【設備設計】成長した中国に来て感じること
出張で中国に4年ぶりに来て1週間過ごした。中国経済はこの20年、量、質ともに急激に成長した。物価はほぼ日本と同じくらい、スタバは700円くらいする。ただ、最近景気は悪いようだ。不動産価格はこの2~3年で3割程度下がったらしい。あたかも1990年前半、バブルがはじけた頃の日本の様な雰囲気を感じる。人々は明日が今日よりも良い生活になる事を信じ、仕事に前向きに向き合っている。
中国が経済成長した理由は2001年のWTO(自由貿易協定)の寄与も大きい。日本をはじめ、ドイツ、アメリカなど多くの国が世界の工場と呼ばれる中国に投資して、生産力が世界一となった。

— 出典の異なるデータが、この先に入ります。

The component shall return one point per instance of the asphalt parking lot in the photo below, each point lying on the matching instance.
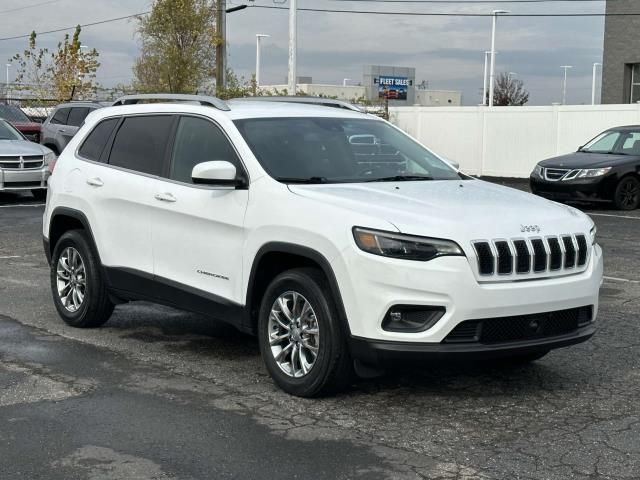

その生産力とレアメタルを生かして、今度は国内に様々なEVのメーカーができた。
中国のこうした意図した成長を共産党による、国策経済と呼ぶ声もあるが、日本もバブルの時は、経済産業省が国内の産業と連携して欧米に追い付け追い越せで働いていたので、同じような構図だと思う。そうして生まれた中国マネーで海外に投資してさらに成長をする姿を目指している。
そんな中国に対して、日本はバブルが終わったのが30年前。経済的な発展はほとんどなく、その経済規模を発展させるためではなく、維持するための経済活動が行われてきた面が大きい。維持するだけでよかったのは1億2000万人という国の規模があったから。人口は今でもそんなに変わらないが、平均年齢は10歳程度上がっている。
人口、若さ、規模で劣る現在の日本はどするべきか?江戸時代、政府は鎖国という政治制度を取った。今の日本も技能実習生という制度は取っているが、ビジネスで外国人を使ったり取引をするのが日本人は苦手だ。同じ民族で集団教育を受けた民族性は同一性を好み異分子を嫌う傾向がある。
そうした江戸時代の中で産業は成長というより熟成に向かった。自然環境が豊かな日本でお酢、お酒を含めた熟成の技術が発展して食文化が豊かになり、農業、工業、建築も劇的ではないが、徐々に熟成していった。
今の日本で何を頑張るべきかは分からないが、頑張らない方がよいことはわかる。IT、ソフト、自動運転などはもう勝負がついている。15年前に国策として舵を切っていれば結果は違っていたが、ビジネスに”たら、れば”はない。勝負がついた分野で追いつこうとしても疲弊するだけだ。
自分がやっている設備設計で世界に勝てる要素があるとすれば、トイレがある。こちらに来るとホテルであってもウォシュレットはあまり普及していない。あっても日本製が殆どだ。だれも注目しない”お尻の穴”に温水をかけて洗おうと思った人は世界にいたかもしれないが、それを実現させてしまう、ある意味クレイジーさが日本人にはあると思う。
外国に日本の”お菓子”をサブスクで輸出するサブスクサービスを考えたICHIGO(いちご)という会社がある。日本にいると当たりまえな商品を海外に普及させる事で年商40億円の成功を収めている。設備設計はどうしても国内志向になりがちだが、海外にいつか日本の良い設備を導入できるようになれるといいなと感じた。